Despite its strong performance in detecting kiwifruit under complex conditions, the Kiwi-YODO model’s generalization capability still requires further enhancement. First, the current training dataset primarily includes images of kiwifruit at the mature stage (with yellowish-brown or brownish-brown skin), lacking samples of unripe kiwifruit (dark green). This lack of sample diversity may limit the model’s performance in identifying kiwifruit of different colors and maturity levels. Second, the dataset in this study is primarily based on red-fleshed kiwifruit and was collected from dwarf-cultivated orchards. This variety accounts for a significant proportion of local cultivation areas and is the most representative type in commercial production. Prioritizing its detection issues can directly address industrial needs. In the early stages of this study, the focus was on addressing general environmental disturbances such as “lighting and obstruction,” so the variables related to variety and cultivation mode were temporarily simplified. Additionally, due to research progress issues and the lack of relevant technology, this study did not address issues such as target tracking. Finally, this study focuses on addressing the unique challenges of kiwifruit harvesting, with all experimental designs and parameter optimizations tailored to kiwifruit characteristics. Therefore, the recognition algorithms developed in this study cannot currently be applied to other fruits.
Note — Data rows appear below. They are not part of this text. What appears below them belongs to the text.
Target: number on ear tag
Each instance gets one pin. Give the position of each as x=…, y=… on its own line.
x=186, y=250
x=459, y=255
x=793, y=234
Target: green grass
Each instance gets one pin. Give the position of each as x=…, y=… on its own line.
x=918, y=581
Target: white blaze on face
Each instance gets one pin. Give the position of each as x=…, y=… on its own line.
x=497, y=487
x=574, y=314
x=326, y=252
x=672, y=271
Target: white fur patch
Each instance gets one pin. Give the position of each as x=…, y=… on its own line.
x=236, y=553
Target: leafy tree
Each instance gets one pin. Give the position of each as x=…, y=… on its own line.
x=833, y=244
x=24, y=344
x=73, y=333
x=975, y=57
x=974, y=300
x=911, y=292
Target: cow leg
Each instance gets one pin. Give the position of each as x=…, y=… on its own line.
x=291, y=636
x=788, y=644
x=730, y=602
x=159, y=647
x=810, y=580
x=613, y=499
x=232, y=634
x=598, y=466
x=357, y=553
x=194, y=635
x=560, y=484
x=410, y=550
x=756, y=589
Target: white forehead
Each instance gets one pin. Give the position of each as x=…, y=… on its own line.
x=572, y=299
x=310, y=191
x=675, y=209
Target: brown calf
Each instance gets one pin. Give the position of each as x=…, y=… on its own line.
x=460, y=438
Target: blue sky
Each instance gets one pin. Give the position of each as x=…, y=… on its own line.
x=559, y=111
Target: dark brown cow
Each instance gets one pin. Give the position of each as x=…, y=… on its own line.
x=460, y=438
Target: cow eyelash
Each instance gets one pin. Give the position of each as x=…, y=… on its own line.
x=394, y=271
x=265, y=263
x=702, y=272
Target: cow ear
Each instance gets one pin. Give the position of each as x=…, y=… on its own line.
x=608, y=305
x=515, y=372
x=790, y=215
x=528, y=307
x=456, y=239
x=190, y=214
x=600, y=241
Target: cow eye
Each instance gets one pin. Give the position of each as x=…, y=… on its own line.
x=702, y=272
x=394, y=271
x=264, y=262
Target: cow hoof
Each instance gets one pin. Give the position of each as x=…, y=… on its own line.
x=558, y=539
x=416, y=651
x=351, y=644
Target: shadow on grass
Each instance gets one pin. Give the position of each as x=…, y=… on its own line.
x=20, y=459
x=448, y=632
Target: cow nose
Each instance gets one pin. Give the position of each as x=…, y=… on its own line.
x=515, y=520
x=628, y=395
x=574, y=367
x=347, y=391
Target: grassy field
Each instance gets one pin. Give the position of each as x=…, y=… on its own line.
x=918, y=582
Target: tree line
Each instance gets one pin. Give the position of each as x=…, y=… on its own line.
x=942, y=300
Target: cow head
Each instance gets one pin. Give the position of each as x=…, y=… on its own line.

Future improvement plans include prioritizing the collection and incorporation of kiwifruit images spanning different growth stages, including the unripe stage, to build a more diverse dataset, simultaneously exploring the expansion of data on other kiwifruit varieties and different cultivation modes (such as trellis systems), and conducting cross-variety and cross-mode generalization capability testing and optimization. Additionally, when technical conditions mature, the study will explore extended functions such as target tracking to enhance the model’s generalization performance and practical adaptability in detecting kiwifruit across different growth stages.